We are in the middle of the Labrador Sea, on the way from Red Bay, Labrador to Qaqortoq, Greenland. We have spent the last few days seeing whales, seals and birds, as well as Gros Morne National Park in Newfoundland, and Red Bay, a former Basque Whaling Village. The temperature outside right now is a chilly 45 degrees Fahrenheit, a welcome change from Florida’s heat index of 106 degrees the day before we left.
We had a great time in Gros Morne Park yesterday, seeing the gorgeous mountains of Newfoundland. They call it the beginning of the “Viking Trail” but, despite the lovely mountains and beautiful lakes, we saw little evidence of anything Viking-related. To the north lays L’Ans Aux Meadows, the spot where Leif Erikson and his crew probably landed after their journey from Greenland a thousand years ago. It is about a six-hour drive, and quite remote.
However, I did have the chance to observe the natural landscape in Newfoundland, which was one of my purposes in coming on this trip. It is an area rich in trees. If it looked the same in the eleventh century, I can see why Leif chose it as a spot to establish a settlement, however temporary it was. (The Norse of Greenland returned to the area around L’Ans aux Meadows for several decades before abandoning the area.)
Across the Gulf of St. Lawrence, the town of Red Bay, Labrador offered a stark contrast. When we dropped anchor just offshore this morning, the ship lay deep in a fog bank. We took one of the ship’s lifeboats to a rocky coast on the outside of town. On the way, we spied our first iceberg of the trip – a large flat hunk a bit larger than our craft. Of course, it was probably much larger under the water. It was streaked with blue, a sign that it had come from farther north. Glacial silt is what causes it to have an electric, otherworldly color.
I had not had high hopes for the town of Red Bay, even though it is a World Unesco Heritage site. In fact, yesterday I had considered not even going ashore, since the cruise line had failed to convey much enthusiasm for the place. I was pleasantly surprised, however. The town is home to about 300 people, but in the sixteenth century, thousands of Basque whalers lived and worked there. The whaling industry had just been born, and they had cornered the market for supplying whale oil to supply the lamps of Europe.
The town has a museum, a restaurant, a church and a dock. There are no trees, and the landscape is covered in grasses and moss that make it look somewhat barren. I was able to talk to several rangers from Parks Canada, who answered my odd questions. What sorts of small trappable mammals lived here? How far west do you have to go to find trees? The sorts of questions writers ask are not like the questions tourists ask. I got a few strange looks.

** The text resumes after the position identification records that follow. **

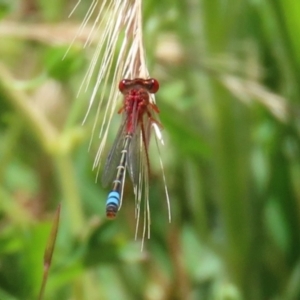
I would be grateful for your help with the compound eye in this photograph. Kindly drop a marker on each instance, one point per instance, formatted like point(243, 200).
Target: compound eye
point(152, 85)
point(124, 84)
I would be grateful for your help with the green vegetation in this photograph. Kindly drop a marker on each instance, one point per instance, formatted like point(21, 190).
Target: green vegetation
point(229, 101)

I did find out that Red Bay is full of one particular animal: black flies. They buzzed about us whenever the wind died down. I was glad I had worn a coat, which made me mostly inaccessible. We saw several of my shipmates wearing mosquito netting over their faces. The black flies may have to make an appearance in my novel. Even without them, it’s clear why Leif Erikson did not choose to make camp there. He probably sailed right past it on the way to L’Ans Aux Meadows, since it did not have the lumber he was looking for.
Linda and I were struck by the clarity of the water. In fact, the water was clearer than the air, which remained thick with fog for much of the day. We saw starfish on our way to the dock, and a bed of mussels behind the museum. And we learned that the cod fishing is excellent in those parts.
We’ll spend tomorrow in the Labrador Sea, before we reach Greenland on Friday.